La TMS est à l’étude ou utilisée dans des contextes spécialisés pour diverses présentations neurologiques, notamment la migraine, les troubles du mouvement, la réadaptation post-AVC et d’autres affections.

Ces utilisations impliquent des technologies, des voies réglementaires, des protocoles et des niveaux de preuves différents. Une affirmation générale selon laquelle « la TMS traite les troubles neurologiques » serait donc trompeuse.

Lorsque des symptômes neurologiques sont pertinents, THE BALANCE peut coordonner une évaluation neurologique appropriée ou une orientation vers un spécialiste indépendant avant de déterminer si la TMS peut jouer un rôle légitime.

La TMS et la psychose

Les recherches ont examiné la TMS pour certains symptômes associés à la schizophrénie et à d’autres troubles psychotiques, notamment les hallucinations auditives et les symptômes négatifs.

Cela demeure un domaine spécialisé.
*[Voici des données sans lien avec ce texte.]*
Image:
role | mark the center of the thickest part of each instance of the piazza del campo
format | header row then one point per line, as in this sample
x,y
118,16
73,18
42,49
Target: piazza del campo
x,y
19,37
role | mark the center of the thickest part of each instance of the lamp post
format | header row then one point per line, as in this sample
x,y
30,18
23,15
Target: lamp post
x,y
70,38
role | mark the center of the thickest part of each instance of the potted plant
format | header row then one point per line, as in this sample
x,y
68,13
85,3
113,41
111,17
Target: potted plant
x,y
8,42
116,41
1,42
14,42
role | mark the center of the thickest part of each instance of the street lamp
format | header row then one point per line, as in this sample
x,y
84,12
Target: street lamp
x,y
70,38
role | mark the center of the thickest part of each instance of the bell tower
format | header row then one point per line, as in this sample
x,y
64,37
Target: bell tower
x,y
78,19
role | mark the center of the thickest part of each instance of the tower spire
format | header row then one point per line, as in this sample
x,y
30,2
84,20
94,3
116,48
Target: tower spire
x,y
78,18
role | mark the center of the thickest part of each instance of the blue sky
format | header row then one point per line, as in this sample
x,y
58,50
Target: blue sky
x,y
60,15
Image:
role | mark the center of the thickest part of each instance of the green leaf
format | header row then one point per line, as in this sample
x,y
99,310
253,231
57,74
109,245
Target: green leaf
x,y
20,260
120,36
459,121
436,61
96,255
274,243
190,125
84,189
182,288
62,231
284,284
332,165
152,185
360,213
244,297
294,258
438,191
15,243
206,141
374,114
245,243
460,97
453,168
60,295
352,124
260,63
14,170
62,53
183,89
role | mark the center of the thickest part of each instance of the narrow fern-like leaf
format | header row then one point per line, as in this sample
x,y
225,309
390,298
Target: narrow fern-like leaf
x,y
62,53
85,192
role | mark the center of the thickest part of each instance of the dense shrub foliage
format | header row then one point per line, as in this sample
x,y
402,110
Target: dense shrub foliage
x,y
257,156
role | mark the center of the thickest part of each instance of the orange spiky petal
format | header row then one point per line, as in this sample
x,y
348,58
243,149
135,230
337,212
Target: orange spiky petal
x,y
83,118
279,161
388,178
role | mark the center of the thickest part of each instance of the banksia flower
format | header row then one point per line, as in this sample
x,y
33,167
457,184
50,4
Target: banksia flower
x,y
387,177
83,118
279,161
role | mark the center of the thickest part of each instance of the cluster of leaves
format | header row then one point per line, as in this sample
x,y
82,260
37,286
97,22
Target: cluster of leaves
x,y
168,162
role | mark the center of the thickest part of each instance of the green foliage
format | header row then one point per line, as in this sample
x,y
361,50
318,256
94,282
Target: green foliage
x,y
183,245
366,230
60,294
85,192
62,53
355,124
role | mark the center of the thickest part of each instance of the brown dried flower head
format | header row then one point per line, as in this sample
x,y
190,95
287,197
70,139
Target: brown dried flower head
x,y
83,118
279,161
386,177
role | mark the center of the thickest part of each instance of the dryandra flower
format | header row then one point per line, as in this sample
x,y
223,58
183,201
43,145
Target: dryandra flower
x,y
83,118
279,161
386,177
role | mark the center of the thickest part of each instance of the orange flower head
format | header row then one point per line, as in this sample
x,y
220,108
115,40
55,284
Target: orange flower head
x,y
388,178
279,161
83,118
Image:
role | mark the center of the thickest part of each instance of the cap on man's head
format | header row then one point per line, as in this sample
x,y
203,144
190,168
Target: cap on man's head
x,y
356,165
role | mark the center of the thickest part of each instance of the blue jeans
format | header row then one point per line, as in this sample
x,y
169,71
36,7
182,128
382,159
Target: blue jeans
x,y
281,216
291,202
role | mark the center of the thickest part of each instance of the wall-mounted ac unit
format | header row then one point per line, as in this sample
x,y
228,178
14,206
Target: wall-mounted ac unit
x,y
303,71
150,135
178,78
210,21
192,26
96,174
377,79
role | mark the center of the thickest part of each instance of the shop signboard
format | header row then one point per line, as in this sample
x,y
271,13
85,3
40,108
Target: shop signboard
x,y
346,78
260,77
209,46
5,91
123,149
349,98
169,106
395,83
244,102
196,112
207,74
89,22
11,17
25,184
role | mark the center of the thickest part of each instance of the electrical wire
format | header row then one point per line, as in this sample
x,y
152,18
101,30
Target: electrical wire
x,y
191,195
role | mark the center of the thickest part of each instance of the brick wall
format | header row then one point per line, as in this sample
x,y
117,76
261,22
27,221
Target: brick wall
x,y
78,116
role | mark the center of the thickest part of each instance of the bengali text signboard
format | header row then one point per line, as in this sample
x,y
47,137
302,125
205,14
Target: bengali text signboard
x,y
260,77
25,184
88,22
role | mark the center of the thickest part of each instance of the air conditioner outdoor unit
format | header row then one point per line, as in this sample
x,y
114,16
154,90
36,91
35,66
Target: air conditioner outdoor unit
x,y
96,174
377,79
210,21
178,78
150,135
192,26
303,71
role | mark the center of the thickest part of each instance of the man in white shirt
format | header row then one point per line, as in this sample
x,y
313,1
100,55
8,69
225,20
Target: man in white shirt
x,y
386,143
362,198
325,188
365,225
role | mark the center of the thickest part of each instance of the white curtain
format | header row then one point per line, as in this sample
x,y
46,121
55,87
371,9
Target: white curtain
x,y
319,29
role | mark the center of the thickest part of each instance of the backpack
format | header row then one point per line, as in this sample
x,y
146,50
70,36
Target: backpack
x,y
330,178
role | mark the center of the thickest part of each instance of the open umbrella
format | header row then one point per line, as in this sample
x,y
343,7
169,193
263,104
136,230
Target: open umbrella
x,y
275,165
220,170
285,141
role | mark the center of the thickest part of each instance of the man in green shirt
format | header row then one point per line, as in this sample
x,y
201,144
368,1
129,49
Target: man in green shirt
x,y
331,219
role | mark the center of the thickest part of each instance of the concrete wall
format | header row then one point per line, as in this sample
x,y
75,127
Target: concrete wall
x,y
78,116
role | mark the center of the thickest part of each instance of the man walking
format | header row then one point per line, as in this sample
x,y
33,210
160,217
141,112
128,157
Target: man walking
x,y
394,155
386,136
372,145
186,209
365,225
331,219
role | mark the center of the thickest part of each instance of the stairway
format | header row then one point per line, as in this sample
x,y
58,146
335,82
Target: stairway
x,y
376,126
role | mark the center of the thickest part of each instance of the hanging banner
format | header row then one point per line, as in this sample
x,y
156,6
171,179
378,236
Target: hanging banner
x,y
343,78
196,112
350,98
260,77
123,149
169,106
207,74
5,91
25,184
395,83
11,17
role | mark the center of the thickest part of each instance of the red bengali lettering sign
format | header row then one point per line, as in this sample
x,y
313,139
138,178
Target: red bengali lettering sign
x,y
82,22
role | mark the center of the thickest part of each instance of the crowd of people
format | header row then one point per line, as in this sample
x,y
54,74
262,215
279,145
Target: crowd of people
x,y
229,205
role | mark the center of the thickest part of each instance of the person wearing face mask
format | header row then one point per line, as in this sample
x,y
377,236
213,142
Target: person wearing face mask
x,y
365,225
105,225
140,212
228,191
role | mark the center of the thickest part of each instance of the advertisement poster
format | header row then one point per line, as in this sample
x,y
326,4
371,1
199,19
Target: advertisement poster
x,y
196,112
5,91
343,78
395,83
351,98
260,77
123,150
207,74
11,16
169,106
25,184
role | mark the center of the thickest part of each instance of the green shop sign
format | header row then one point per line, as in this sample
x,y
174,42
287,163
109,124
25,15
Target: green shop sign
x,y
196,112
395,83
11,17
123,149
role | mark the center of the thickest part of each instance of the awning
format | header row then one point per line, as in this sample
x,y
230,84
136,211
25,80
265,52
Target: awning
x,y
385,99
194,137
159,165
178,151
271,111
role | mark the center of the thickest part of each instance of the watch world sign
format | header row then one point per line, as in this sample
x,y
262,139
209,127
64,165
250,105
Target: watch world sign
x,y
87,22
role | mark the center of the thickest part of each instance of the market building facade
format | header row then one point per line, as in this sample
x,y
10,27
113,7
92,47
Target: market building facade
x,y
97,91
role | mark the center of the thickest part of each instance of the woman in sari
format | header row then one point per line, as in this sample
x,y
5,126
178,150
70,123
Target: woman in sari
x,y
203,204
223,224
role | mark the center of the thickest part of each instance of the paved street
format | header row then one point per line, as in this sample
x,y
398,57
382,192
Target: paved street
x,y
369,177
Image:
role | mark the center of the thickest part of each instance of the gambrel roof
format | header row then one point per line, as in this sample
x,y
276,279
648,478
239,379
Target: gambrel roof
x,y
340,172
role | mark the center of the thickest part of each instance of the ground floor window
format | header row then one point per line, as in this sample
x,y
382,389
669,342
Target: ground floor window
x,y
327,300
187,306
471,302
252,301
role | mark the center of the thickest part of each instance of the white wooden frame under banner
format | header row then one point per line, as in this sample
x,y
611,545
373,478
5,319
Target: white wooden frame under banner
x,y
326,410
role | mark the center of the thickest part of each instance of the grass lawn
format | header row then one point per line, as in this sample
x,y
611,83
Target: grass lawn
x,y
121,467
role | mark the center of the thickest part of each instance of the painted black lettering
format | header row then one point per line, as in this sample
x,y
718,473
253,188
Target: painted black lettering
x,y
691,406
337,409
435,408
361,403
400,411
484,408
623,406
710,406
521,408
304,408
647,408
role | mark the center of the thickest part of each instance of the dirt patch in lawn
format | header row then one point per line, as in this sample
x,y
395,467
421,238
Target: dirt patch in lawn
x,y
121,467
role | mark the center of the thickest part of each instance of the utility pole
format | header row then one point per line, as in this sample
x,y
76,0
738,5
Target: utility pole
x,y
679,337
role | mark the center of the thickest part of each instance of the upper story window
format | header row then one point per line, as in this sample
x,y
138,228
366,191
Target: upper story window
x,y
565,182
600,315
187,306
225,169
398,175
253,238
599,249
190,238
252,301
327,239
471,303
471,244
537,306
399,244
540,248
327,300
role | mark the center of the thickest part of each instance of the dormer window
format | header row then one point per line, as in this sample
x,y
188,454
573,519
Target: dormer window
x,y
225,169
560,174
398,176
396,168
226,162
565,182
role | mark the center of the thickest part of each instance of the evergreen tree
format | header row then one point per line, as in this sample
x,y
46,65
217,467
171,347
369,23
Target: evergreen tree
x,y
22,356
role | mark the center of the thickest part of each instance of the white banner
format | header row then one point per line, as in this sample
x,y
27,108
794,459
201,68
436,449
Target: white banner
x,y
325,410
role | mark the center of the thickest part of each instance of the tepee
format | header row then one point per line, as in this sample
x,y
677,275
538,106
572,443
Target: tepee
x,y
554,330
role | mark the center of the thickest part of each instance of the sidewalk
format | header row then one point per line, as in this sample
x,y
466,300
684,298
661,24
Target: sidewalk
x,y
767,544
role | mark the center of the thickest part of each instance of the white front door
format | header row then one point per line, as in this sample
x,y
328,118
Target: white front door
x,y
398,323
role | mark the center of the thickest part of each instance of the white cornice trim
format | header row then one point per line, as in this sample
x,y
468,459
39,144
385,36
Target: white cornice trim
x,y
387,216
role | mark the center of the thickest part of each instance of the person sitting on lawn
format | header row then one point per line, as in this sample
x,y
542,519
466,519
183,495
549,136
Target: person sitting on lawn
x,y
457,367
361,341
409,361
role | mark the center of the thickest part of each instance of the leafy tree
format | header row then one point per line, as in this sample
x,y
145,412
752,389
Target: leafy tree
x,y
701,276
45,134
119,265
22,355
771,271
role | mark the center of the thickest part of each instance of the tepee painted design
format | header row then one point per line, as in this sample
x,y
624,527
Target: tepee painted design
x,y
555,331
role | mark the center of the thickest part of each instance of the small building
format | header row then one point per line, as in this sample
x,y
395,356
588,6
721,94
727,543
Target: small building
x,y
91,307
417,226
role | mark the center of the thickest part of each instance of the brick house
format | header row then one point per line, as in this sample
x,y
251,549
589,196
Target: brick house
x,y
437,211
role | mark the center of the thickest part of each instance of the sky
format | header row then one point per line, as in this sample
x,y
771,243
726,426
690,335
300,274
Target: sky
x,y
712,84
La TMS ne devrait pas être présentée comme un traitement établi permettant de mettre la psychose en rémission, et elle ne remplace ni un traitement antipsychotique, ni un suivi psychiatrique, ni une évaluation des risques, ni d’autres interventions établies.

Une personne présentant une psychose nécessite une évaluation psychiatrique avant d’envisager tout traitement de neuromodulation.

Comparaison entre la TMS et l’ECT

La TMS et l’électroconvulsivothérapie sont des traitements différents et ne devraient pas être considérées comme de simples substituts l’une de l’autre.

La TMS est non invasive, est généralement administrée lorsque la personne est éveillée et ne requiert habituellement pas d’anesthésie générale. L’ECT implique une crise convulsive thérapeutique contrôlée sous anesthésie et repose sur un corpus de preuves, un rôle clinique, un processus de traitement et un profil de risques différents.

L’ECT peut être particulièrement importante en cas de dépression sévère, de dépression psychotique, de catatonie et de certaines présentations psychiatriques urgentes. Le fait que la TMS soit moins intensive ne signifie pas qu’elle soit cliniquement préférable dans tous les cas.

Le traitement de neuromodulation approprié dépend du diagnostic, de la sévérité, de l’urgence, des réponses antérieures, des antécédents médicaux, des risques, des préférences et du jugement d’un psychiatre spécialiste.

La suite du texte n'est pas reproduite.